The vcf file from GATK is aspenvariants.vcf and includes 724,501 SNVs. I used a vcf filter script to filter variants based on the following criteria (from the local vcfFilter.pl script):
$minCoverage = 384; # minimum number of sequences; DP
$minAltRds = 8; # minimum number of sequences with the alternative allele; AC
$notFixed = 1.0; # removes loci fixed for alt; AF
$dels = 0.1; # maximum prop. of reads spanning an indel; DEL
$mq0 = 5; # maximum number of mapping quality 0 reads; MQ0
$bqrs = 3; # maximum absolute value of the base quality rank sum test; BaseQRankSum
$mqrs = 2; # maximum absolute value of the mapping quality rank sum test; MQRankSum
$qd = 2; # minimum ratio of variant confidenct to non reference read depth; QD
$mq = 30; # minimum mapping quality; MQ
$miss = 38; # maximum number of individuals with no data
The output is in filtered2x_aspenvariants.vcf, which contains 55,474 SNVs. I then converted this to a gl file, and only kept variants with MAF >= 1%. This left 54,203 SNVs which are in filt2xAspenMaf1.gl. Finally, I converted these to genotype point estimates using the global MAF for a prior.

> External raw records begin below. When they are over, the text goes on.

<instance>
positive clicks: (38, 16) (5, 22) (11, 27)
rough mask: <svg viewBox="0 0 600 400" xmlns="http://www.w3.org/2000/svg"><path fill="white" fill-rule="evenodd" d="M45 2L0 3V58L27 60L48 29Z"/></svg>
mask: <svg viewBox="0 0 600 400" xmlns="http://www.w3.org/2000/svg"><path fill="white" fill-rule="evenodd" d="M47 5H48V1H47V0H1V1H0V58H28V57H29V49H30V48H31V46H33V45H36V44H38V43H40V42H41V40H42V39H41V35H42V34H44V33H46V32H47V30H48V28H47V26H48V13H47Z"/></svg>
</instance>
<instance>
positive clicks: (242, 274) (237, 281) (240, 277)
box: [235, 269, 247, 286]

This was done with gl2genest.pl and produced the file pntest_filt2xAspenMaf1.txt.
I ran a PCA on these data, here is the code (note that GG and Gcov are similar but not identical):
ids<-read.table("ids.txt",header=F)
G<-as.matrix(read.table("pntest_filt2xAspenMaf1.txt",header=F))
GG<- t(G) %*% G
Gcov<-matrix(NA,nrow=190,ncol=190)
for(i in 1:190){for(j in i:190){
Gcov[i,j]<-cov(G[,i],G[,j])
Gcov[j,i]<-Gcov[i,j]
}}
pcout<-prcomp(Gcov,scale=FALSE,center=TRUE)
#Importance of components:
# PC1 PC2 PC3 PC4 PC5 PC6 PC7
#Standard deviation 0.1648 0.05753 0.03475 0.02870 0.02770 0.02660 0.02407
#Proportion of Variance 0.4689 0.05714 0.02085 0.01422 0.01324 0.01222 0.01000
#Cumulative Proportion 0.4689 0.52600 0.54685 0.56107 0.57432 0.58653 0.59653
prcol<-c("darkblue","orange","forestgreen","red","darkgray","lightblue","brown")

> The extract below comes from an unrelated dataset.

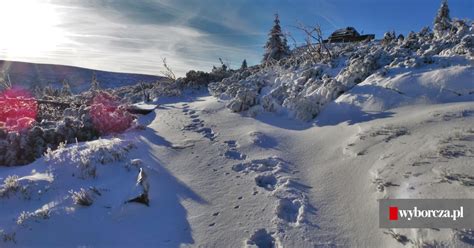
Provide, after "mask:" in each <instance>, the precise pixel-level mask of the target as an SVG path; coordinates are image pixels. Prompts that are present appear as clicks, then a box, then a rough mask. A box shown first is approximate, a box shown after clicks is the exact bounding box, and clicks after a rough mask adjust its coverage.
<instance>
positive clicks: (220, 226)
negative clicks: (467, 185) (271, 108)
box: [150, 97, 473, 247]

uids<-unique(as.character(ids[,1]))
pdf("aspenPcGcovDT.pdf",width=6,height=6)
par(m=c(5.5,5.5,0.5,0.5))
plot(pcout$x[,1],pcout$x[,2],type='n',xlab="PC1 (46.8%)",ylab="PC2 (5.7%)",cex.lab=1.4,cex.axis=1.1)
for(i in 1:7){points(pcout$x[ids[,1]==uids[i],1],pcout$x[ids[,1]==uids[i],2],col=prcol[i],pch=as.character(ids[ids[,1]==uids[i],3]))}
for(i in 1:7){
mn1<-mean(pcout$x[ids[,1]==uids[i],1])
mn2<-mean(pcout$x[ids[,1]==uids[i],2])
text(mn1,mn2,uids[i])
}
legend(0.3,0.3,uids,prcol)
dev.off()
There is some population structure, but lots of variation within populations. Here are Karen's initial thoughts:
"Kind of makes sense for the x-axis. Southern & Central UT populations are together (CMI,FSL,GUT). NV was likely sampled over a larger area than the rest (perhaps explaining its breadth), but I'm surprised CSS (Steamboat Spgs CO) is not further apart."
Note that the triploid FLS samples stand out on PC2, but these could all (mostly) come from one clone. I need to look into this among other things (what do replicates look like, can I really tell diploids and triploids apart).